What is the Difference Between a Common Law Employee and an Independent Contractor?
We’ve provided a quick guide below.
Common Law Employee |
Independent Contractor |
Employed by company with employer authority over work |
Self-Employed (treated as a separate business) |
Employee-Employer Relationship with Company |
Strictly Contractual Relationship with Company |
Subject to minimum wage, UI, WC, Overtime Rules, etc. |
No Min. Wage, No UI, No WC, No overtime |
Wages Typically Reported on W-2 |
Typically Receives a 1099 |
Subject to Payroll Taxes |
Pays Self-Employment Tax |
Must be Offered Certain Employee Benefits |
May be Offered No Benefits |
Generally Favored by EB Laws |
Generally Ignored by EB Laws |
Determining Classification
To determine classification, the IRS employs a "Right to Control" test, considering three main factors:
- Behavioral Control: Does the company have the right to control what the worker does or how the worker does the job?
- Financial Control: Does the company have the right to control the financial and business aspects of the worker’s job?
- Relationship of the Parties: Evaluating the written or oral agreements and the nature of the business relationship.
Back in 2021, following various lawsuits claiming to misclassify many gig workers like ride-share and food delivery drivers, the DOL released a rule defining the distinction between an employee and an employer contract under the FLSA. The rule was made quite favorably towards employers, making it very easy to classify an employee as an independent contractor using a very broad two-factor test. However, the most recent final rule that went into effect just last week on March 11, 2024, rescinds the 2021 Independent Contractor Rule, aiming to stay consistent with existing law and judicial precedent.
The Economic Realities Test
At the heart of the recent rule is restoring a multifactor totality-of-the-circumstances analysis that courts have historically employed to determine a worker's status. This new approach referred to as the “Economic Realities” test, is used to determine whether the FLSA, FMLA, and ADEA should apply. It considers six factors, including:
- Opportunity for profit or loss depending on managerial skill.
- Investments by the worker and the employer.

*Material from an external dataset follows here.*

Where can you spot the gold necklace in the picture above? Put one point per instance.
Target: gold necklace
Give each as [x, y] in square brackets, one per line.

- Permanence of the work relationship.
- Nature and degree of control.
- Whether the work performed is integral to the employer’s business.
- Skill and initiative.
Dangers of Misclassification
Misclassification can lead to various complications, including:
- Retroactive reclassification
- Payroll issues
- Breach of fiduciary duty
- ACA employer shared responsibility penalties
- Nondiscrimination Testing – reclassified employees may change Eligibility Test results
- Reclassification of workers could result in a larger pool of eligible employees and increased group size, affecting many benefits and compliance items (e.g., employer thought it had 48 employees but actually had 52 employees)
This final rule marks a significant milestone in protecting workers' rights and combating misclassification. Acting Secretary of Labor Julie Su emphasized the gravity of the issue in a press release, stating that “misclassifying employees as independent contractors is a serious issue that deprives workers of basic rights and protections.”